Inside Baseball

I’ve just begun the process of gathering and organizing the necessary data to do some predictive and prescriptive 2020 election analytics.  The questionable key word here is “necessary”.  As I piece together a data set from a multitude of sources (that are often not easily consumable), I constantly find additional data sets that might also prove useful.  Is that additional data necessary?  I have no clue.  I find it fascinating, though, and I’d rather have data I don’t eventually use than miss something important.  It’s a geeky FOMO.  Help me.

Anyway, as previously noted, the 2020 Presidential election will obviously be all about Electoral College votes.  Hence, the data I’m currently gathering is organized by state.
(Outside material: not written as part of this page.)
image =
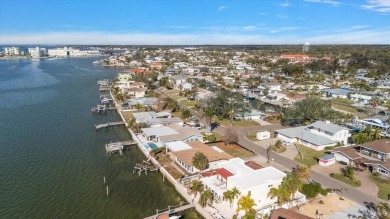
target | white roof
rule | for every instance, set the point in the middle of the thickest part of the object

At the moment, I’m accumulating the mostly obvious state-level data related to such things as population, population growth, voter counts (eligible, registered, & participating) by election year, military population, # of Electors, Elector voting history by party, Governor’s party, Senators’ parties, US House party split, cumulative US House voting history by party by year, State Legislatures’ party control, concurrent 2020 Governor and US Senator races, region, % of US GDP, federal tax per capita, federal aid as a % of state revenue, military $s as a % of state GDP, … you get the idea.

I really want to add state-level voter estimates by age, sex, race, religion, education, etc., but that’s going to require a ton of work and I may decide to only pull that data for states that I otherwise deem to be “in-play”.  Or I may find myself on my couch at 3am with my second bag of Cheetos, an empty bottle of bourbon, and 50 state websites open on my laptop.  We’ll see.

Through the haze, I can begin to see patterns emerging even within the embryonic version of the collected data.  A few of the patterns have surprised me; some appear supportive of early conjectures by a few of the better analysts that do this professionally (e.g. the Cook Political Report, 270toWin).  While I’m not interested in simply duplicating others’ work, it is nice to reach some similar conclusions as validation.

There is so much available data out there in so many relevant arenas that every analysis must define its own scope limitations.  My scope will likely be limited by my patience and alcohol budget.  However, I will eventually try to interpret whatever data I ultimately assemble from what I hope will be a fresh perspective.